We need to build trusting relationships with our teammates.
They want to get better. OK, so how do we help them get better? How do we have an interaction that makes them a little bit better today than they were yesterday? Or a little bit better this week than they were last week?
That's what coaching is all about.
9. Nurture the camaraderie of your team.
If you ask any athlete or coach what they love most about what they do, I bet they'd all say the camaraderie of their team.
Well, I loved that part of it.
It goes back to what I talked about earlier with going through difficult times with people. Sports are full of difficult times. Physical and mental challenges are constantly thrown at you. In basketball, or any team sport, you must come together and create solutions together or you won't be successful. That's a great lesson.
10. Give back to your community and the causes your employees are passionate about.
When we started having financial success at PPR, charities would reach out to us for sponsorships, and I would just write a check. I did that for a few years until one day, I realized that simply writing checks to these organizations wasn't so fulfilling. I wanted to do something. I wanted to be a doer.
At the time, I was still a young entrepreneur, so navigating community engagement was relatively new to me. I sought out ways to get involved through charity committees and boards so I could take some of the things I'd learned in business and apply it to those organizations to help them be better. That was my initial approach.
It was in these positions that I witnessed how underserved some volunteer organizations are from a wisdom, intellectual property and strategic perspective. I was quick to identify an opportunity to really make a difference to apply some strategic leadership to nonprofit organizations which has given me the opportunity to chair a number of organizations. But, I try to do it differently.

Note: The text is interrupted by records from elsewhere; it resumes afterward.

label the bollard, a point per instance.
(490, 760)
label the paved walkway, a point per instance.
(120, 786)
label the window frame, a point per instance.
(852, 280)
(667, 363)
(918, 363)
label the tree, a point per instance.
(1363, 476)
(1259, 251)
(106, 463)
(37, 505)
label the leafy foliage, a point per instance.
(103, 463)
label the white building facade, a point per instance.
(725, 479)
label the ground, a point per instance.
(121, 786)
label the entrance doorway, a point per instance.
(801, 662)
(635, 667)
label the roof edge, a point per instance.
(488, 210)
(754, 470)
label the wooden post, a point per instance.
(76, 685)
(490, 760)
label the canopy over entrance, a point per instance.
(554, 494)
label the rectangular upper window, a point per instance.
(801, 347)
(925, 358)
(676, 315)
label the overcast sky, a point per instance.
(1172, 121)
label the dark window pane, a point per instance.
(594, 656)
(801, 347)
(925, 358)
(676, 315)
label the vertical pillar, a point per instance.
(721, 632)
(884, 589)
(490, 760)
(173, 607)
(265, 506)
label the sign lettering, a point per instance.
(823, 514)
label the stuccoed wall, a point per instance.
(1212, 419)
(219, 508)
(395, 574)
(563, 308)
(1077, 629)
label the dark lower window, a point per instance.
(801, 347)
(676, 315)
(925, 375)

If I am going to chair an organization, I am all in. I'm not just going to show up for the meetings once a quarter. I'm going to try to help the strategic direction of organizations (I've done this for my kids' schools, the community little league, the National M.S. Society, UNF, the Gator Bowl Association, etc.)

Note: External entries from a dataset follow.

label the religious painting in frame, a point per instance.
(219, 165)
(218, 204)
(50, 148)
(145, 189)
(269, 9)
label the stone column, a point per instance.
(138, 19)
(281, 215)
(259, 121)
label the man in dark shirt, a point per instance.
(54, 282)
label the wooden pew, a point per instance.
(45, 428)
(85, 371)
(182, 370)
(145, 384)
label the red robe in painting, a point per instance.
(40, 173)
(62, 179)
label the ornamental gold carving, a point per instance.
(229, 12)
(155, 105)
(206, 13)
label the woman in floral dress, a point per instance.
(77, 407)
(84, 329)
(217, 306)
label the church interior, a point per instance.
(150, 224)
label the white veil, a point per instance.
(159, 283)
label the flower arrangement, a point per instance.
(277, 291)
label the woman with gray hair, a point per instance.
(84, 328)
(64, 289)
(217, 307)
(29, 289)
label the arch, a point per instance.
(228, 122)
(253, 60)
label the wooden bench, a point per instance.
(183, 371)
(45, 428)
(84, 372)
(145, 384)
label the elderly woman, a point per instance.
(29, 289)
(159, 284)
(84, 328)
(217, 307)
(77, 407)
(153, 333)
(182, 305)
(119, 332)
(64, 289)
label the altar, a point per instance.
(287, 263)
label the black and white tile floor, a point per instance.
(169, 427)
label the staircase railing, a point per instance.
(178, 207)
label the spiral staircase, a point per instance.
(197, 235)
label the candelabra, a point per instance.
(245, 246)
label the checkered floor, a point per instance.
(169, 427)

And because I have had lots of opportunities to work with nonprofits in the First Coast community, I've been able to expose people from our business to those opportunities, too.

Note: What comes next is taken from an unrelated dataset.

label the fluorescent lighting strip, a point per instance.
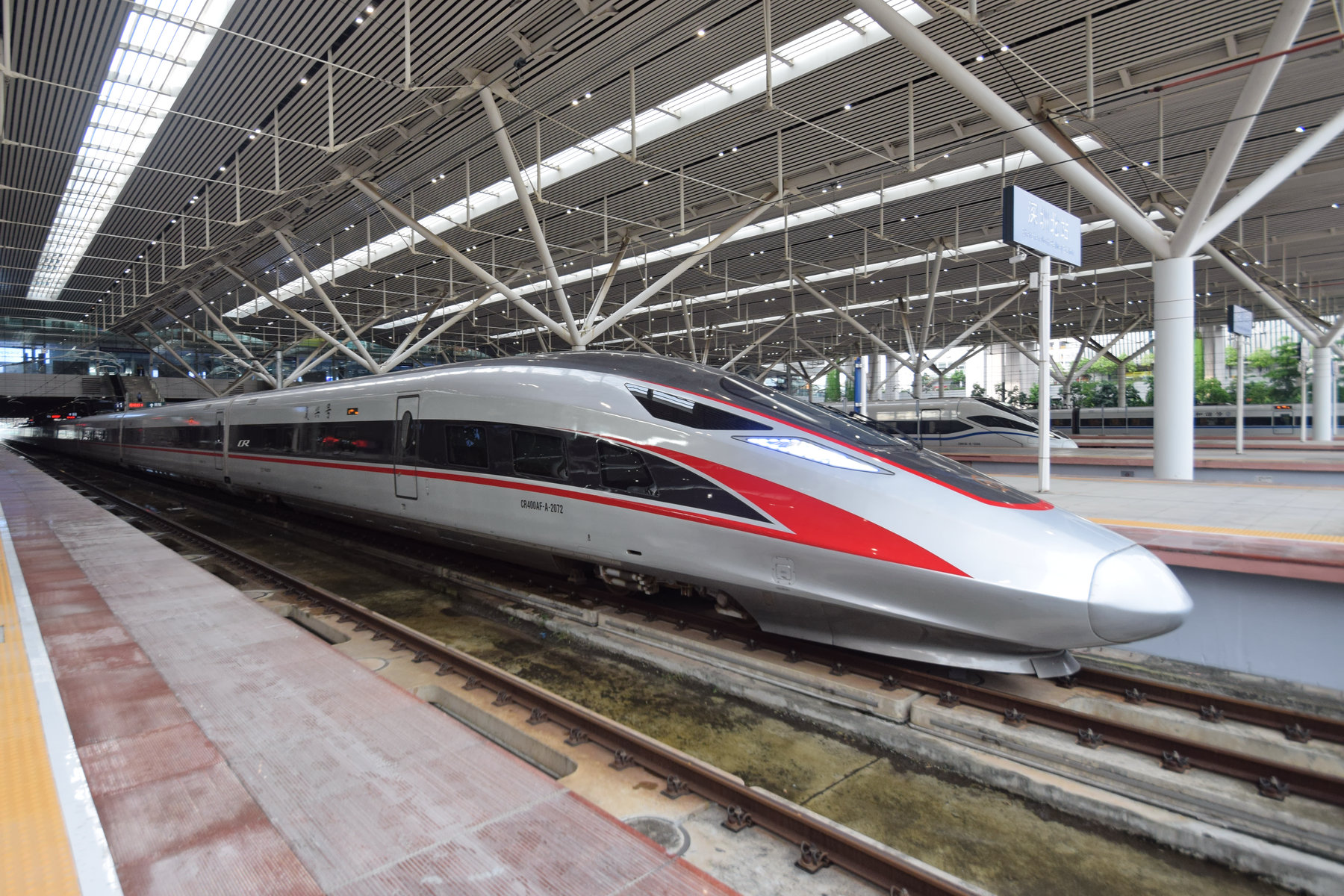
(149, 67)
(815, 50)
(898, 193)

Sure, community involvement starts with volunteering, but once we end up being good volunteers and foot soldiers, there are other opportunities. We have had the chance to matriculate some young leaders in our business to board seats, for example. That's one of the things I'm most proud of.
I'm proud of Hueman and PPR's ongoing commitment to the community. It's a fundamental role that businesses play, and we want to be at the forefront of that. We all have great ideas about doing that. Our hearts are in the right place, but deciding to do it, and making the commitment to do it, is a whole different thing. That step doesn't happen often enough. That's putting it on the calendar. If you start putting those things on the calendar, next thing you know you're making a real impact.
11. Prioritize your family.
In 2016, I sold PPR and am now a board member and consultant with the company I helped found over 20 years ago. Then, I founded PPR's spinoff business: Hueman. I'm in a new role now. While I'm Hueman's CEO, I'm trying to have the right balance of spending time with my family and working, because I love what I do.
The main reason I love it? I get to work with the people I love and care about. Every day, I get to come in, do something with them and try to meet another challenge.
I'm not the retired guy type. I'll do something like this or this for as long as I possibly can. I enjoy relationships with customers and employees.
Business is an important part of my life, but I'm not defined by it. I have a family, I have kids, I have hobbies. I want to make sure the balance that wasn't there in the beginning is there now, because it can be.